World communism

World communism, also known as global communism, is a form of communism which has an international scope. The long-term goal of world communism is a worldwide communist society that is stateless (lacking any state), which may be achieved through an intermediate-term goal of either a voluntary association of sovereign states (a global alliance) or a world government (a single worldwide state). A series of internationals have worked toward world communism and they have included the First International, the Second International, the Third International (the Communist International or Comintern), the Fourth International, the Revolutionary Internationalist Movement, the World Socialist Movement and variant offshoots. These are a quite heterogeneous group despite their common ultimate goal of a stateless and global communist society.

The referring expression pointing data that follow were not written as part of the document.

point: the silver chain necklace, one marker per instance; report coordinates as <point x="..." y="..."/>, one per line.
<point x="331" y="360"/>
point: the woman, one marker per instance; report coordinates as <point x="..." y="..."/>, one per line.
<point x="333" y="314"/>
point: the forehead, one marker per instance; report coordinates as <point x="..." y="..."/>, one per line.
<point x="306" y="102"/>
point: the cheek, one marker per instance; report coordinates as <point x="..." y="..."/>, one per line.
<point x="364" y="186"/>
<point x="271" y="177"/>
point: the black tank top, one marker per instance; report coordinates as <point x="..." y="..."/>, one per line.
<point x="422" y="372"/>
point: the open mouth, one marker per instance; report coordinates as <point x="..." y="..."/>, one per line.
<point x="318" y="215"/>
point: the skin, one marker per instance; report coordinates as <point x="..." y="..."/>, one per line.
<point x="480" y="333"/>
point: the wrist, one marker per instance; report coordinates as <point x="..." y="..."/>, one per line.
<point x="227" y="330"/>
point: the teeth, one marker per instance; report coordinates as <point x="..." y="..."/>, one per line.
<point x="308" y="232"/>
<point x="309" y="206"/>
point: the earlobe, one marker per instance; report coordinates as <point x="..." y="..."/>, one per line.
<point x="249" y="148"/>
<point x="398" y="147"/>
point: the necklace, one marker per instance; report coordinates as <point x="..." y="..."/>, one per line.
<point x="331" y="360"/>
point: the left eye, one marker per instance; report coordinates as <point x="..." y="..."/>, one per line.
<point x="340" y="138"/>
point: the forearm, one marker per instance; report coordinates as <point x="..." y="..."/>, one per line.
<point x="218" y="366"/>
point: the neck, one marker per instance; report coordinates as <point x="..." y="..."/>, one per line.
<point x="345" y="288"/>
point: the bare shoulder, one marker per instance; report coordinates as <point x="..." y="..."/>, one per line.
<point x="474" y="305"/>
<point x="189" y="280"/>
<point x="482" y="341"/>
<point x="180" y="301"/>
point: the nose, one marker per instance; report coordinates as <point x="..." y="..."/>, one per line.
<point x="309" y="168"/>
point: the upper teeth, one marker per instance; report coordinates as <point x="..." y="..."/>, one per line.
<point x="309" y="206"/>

During the Stalinist era, the idea of socialism in one country, which many international communists considered unworkable, became part of the ideology of the Communist Party of the Soviet Union as Joseph Stalin and his supporters concluded that it was naive to think that world revolution was imminent. This caused great disillusionment among many communists worldwide, who agreed with Karl Marx and Vladimir Lenin that international scope was vital to communist success. Other currents of national communism, especially after World War II, tempered the prewar popularity of international communism.

The end of the Cold War, with the Revolutions of 1989 and the dissolution of the Soviet Union, is often called the fall of communism. Nevertheless, some international communists remain among some factions of Maoists, left communists, some present-day Russian communists and others.